«Dein erster Enkel?», fragte die einzige andere Frau meines Alters auf dem Spielplatz.
Ich schüttelte den Kopf. Max ist eines meiner Hütekinder. Ich biete mich gern als Notfallbetreuung an, weil ich noch zu gut weiss, wie schnell die Dominosteine des Familienalltags einstürzen können. Vor allem während einer Pandemie. Und einer der vielen Vorteile des Älterwerdens ist der, dass mir junge Mütter vorbehaltlos ihre Kinder anvertrauen. Da besuchte ich eine Bekannte mit ihrem damals etwa fünf Wochen alten Baby, welches zufrieden in meinem Arm einschlief. «Ist es okay für dich, wenn ich einige Besorgungen erledige?», fragte die Mutter – und verschwand gleich für eineinhalb Stunden. Fast reglos sass ich auf ihrem Sofa, atmete den mit nichts zu vergleichenden Babygeruch ein, seltsam gerührt und berührt. Als ich mich später für ihr Vertrauen bedankte, zuckte die Mutter nur mit den Schultern. «Na, ich weiss ja, dass du auch mal Kinder grossgezogen hast ...»
Das half mir jetzt allerdings nicht viel, als ich mit dem knapp zweijährigen Max den Spielplatz erkundete. Was kann so ein kleiner Knopf allein, wo braucht er Hilfe, was darf er, was ist sicher, was ist gefährlich? Das wusste ich alles mal, aber jetzt: keine Ahnung. Sicherheitshalber hielt ich mich ständig dicht hinter ihm, die Arme ausgebreitet wie die sprichwörtliche Helikopteroma. Was er alles andere als toll fand.

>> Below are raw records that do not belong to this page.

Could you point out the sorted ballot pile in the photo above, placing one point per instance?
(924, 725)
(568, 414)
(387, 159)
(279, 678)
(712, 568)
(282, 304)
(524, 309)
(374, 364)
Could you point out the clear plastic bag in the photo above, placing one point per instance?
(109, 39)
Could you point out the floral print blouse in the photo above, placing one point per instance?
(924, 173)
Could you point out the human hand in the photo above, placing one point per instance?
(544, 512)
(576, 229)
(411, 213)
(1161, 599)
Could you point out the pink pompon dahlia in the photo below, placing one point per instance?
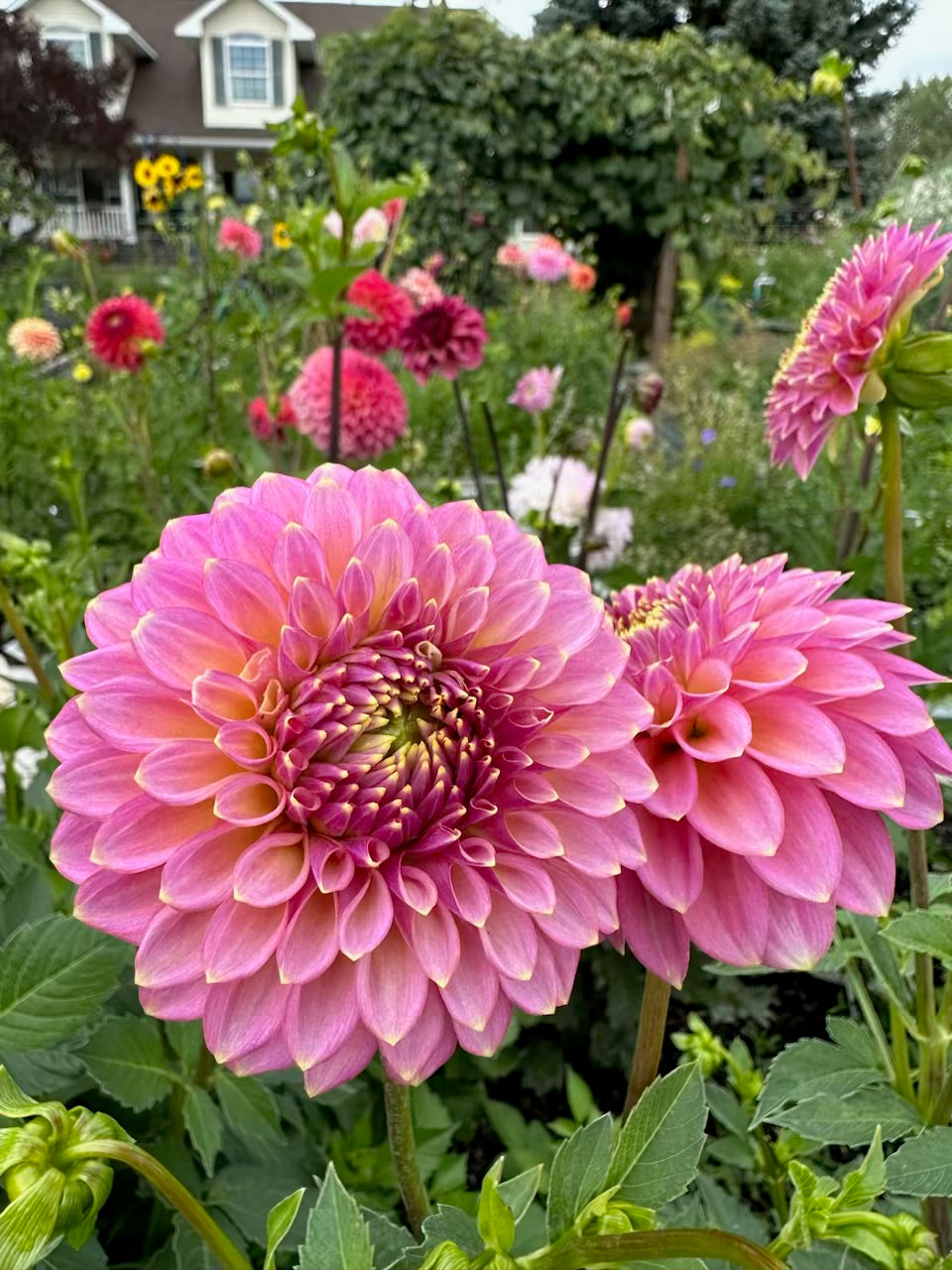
(420, 286)
(536, 390)
(121, 329)
(350, 771)
(244, 240)
(391, 308)
(833, 365)
(372, 404)
(35, 339)
(443, 338)
(782, 728)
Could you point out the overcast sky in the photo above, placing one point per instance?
(924, 49)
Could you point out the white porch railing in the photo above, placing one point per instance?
(90, 223)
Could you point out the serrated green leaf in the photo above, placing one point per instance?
(336, 1233)
(852, 1121)
(249, 1106)
(925, 930)
(655, 1157)
(579, 1173)
(203, 1124)
(126, 1057)
(923, 1166)
(280, 1222)
(807, 1069)
(54, 975)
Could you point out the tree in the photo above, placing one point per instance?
(50, 104)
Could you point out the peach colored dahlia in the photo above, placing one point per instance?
(372, 404)
(391, 310)
(352, 772)
(832, 366)
(782, 728)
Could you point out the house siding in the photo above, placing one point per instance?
(245, 17)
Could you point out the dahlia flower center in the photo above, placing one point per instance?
(380, 747)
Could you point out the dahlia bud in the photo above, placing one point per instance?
(53, 1189)
(651, 389)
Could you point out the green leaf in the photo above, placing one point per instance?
(280, 1222)
(336, 1233)
(203, 1124)
(520, 1192)
(579, 1173)
(249, 1106)
(494, 1218)
(54, 975)
(809, 1069)
(655, 1157)
(923, 1166)
(925, 930)
(127, 1060)
(852, 1121)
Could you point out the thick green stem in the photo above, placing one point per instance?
(30, 651)
(171, 1189)
(584, 1251)
(653, 1020)
(403, 1147)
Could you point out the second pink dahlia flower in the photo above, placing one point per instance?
(833, 365)
(443, 338)
(372, 404)
(783, 728)
(352, 774)
(391, 309)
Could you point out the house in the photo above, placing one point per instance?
(203, 81)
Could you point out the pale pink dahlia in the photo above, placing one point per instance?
(783, 726)
(35, 339)
(443, 338)
(352, 772)
(391, 309)
(372, 404)
(239, 238)
(833, 363)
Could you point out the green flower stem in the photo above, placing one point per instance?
(653, 1020)
(30, 651)
(467, 443)
(403, 1148)
(583, 1251)
(171, 1189)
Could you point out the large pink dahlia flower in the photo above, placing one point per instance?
(352, 772)
(782, 726)
(833, 363)
(372, 405)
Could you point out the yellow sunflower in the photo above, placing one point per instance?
(154, 200)
(167, 166)
(144, 173)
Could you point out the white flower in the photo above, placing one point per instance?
(556, 488)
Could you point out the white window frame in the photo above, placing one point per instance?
(249, 40)
(61, 35)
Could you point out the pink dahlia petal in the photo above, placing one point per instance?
(782, 729)
(823, 375)
(334, 767)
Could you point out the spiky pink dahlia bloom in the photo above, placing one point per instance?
(372, 404)
(35, 339)
(239, 238)
(833, 363)
(119, 330)
(391, 309)
(350, 771)
(782, 728)
(443, 338)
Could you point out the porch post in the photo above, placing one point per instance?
(127, 198)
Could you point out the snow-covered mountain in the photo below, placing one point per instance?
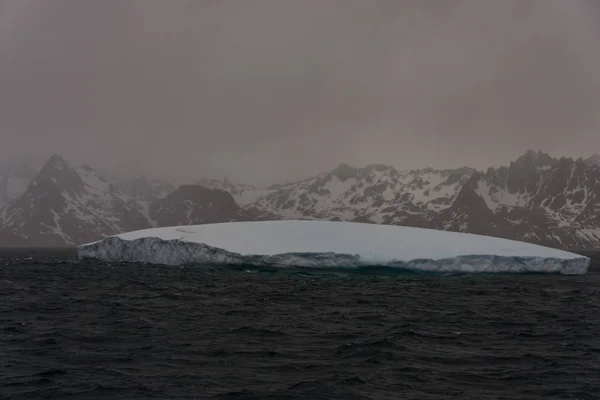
(243, 194)
(536, 198)
(593, 161)
(376, 193)
(66, 205)
(15, 176)
(195, 204)
(148, 190)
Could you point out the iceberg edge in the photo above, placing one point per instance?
(178, 252)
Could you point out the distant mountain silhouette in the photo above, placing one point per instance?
(536, 198)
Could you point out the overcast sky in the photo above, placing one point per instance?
(269, 90)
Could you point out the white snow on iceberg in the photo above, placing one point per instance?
(323, 244)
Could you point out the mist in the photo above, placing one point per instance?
(267, 90)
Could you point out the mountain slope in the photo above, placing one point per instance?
(536, 199)
(376, 193)
(67, 205)
(195, 204)
(14, 179)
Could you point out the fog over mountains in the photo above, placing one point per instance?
(535, 198)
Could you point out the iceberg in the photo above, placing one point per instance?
(331, 244)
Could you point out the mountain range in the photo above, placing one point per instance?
(536, 198)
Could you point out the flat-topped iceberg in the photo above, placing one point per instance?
(323, 244)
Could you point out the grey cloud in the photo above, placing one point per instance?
(265, 90)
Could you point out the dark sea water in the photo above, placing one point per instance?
(82, 331)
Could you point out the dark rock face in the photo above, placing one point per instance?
(65, 206)
(536, 198)
(195, 204)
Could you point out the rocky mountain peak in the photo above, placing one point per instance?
(59, 174)
(593, 161)
(195, 204)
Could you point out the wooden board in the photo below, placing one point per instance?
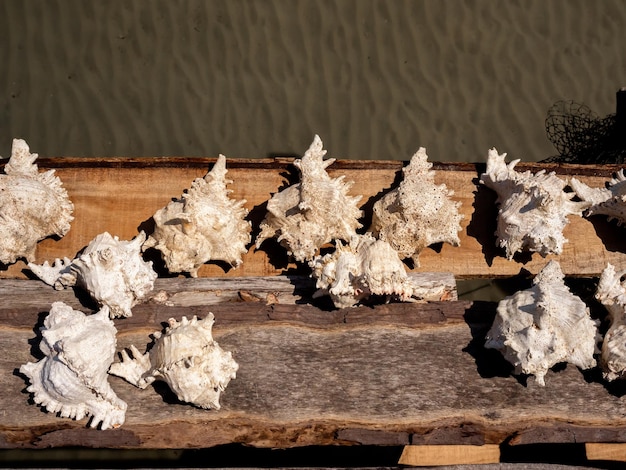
(394, 374)
(120, 195)
(426, 456)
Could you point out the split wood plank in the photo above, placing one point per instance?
(426, 456)
(605, 451)
(395, 374)
(120, 195)
(19, 294)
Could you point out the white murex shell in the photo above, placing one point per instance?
(609, 201)
(33, 205)
(363, 268)
(611, 292)
(545, 325)
(72, 377)
(187, 358)
(316, 211)
(203, 225)
(418, 213)
(533, 207)
(112, 271)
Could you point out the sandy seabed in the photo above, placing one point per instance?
(375, 79)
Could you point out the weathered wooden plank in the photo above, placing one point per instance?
(121, 195)
(426, 456)
(605, 451)
(188, 292)
(391, 374)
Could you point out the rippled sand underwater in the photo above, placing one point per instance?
(375, 79)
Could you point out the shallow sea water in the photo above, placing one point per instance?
(375, 79)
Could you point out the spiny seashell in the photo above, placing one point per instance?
(363, 268)
(314, 212)
(609, 201)
(203, 225)
(418, 212)
(33, 205)
(540, 327)
(187, 358)
(112, 271)
(72, 377)
(611, 293)
(533, 208)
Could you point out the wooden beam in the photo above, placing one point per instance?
(121, 195)
(605, 451)
(394, 374)
(425, 456)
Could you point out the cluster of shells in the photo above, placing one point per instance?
(318, 223)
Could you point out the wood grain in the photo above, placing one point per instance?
(425, 456)
(121, 195)
(393, 374)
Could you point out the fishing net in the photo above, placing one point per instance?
(581, 136)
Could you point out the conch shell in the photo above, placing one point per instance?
(540, 327)
(611, 293)
(33, 206)
(418, 212)
(112, 271)
(187, 358)
(203, 225)
(363, 268)
(314, 212)
(72, 377)
(609, 201)
(533, 208)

Eileen und ich unterhielten uns eine Weile, während wir nebeneinander die Gitterschaukeln anschoben, viel zu zögerlich für den Geschmack unserer lautstark protestierenden Zöglinge. «Nun schau dir das an!» Eileen zeigte zu den Picknicktischen hinüber, an denen sich jüngere Mütter versammelt hatten, zu zweit oder in Gruppen. Sie unterhielten sich, sie lachten, sie assen Chips aus grossen Tüten. Und auf beinahe jedem dieser Tische stand eine Flasche Wein. Und Gläser. Richtige Weingläser.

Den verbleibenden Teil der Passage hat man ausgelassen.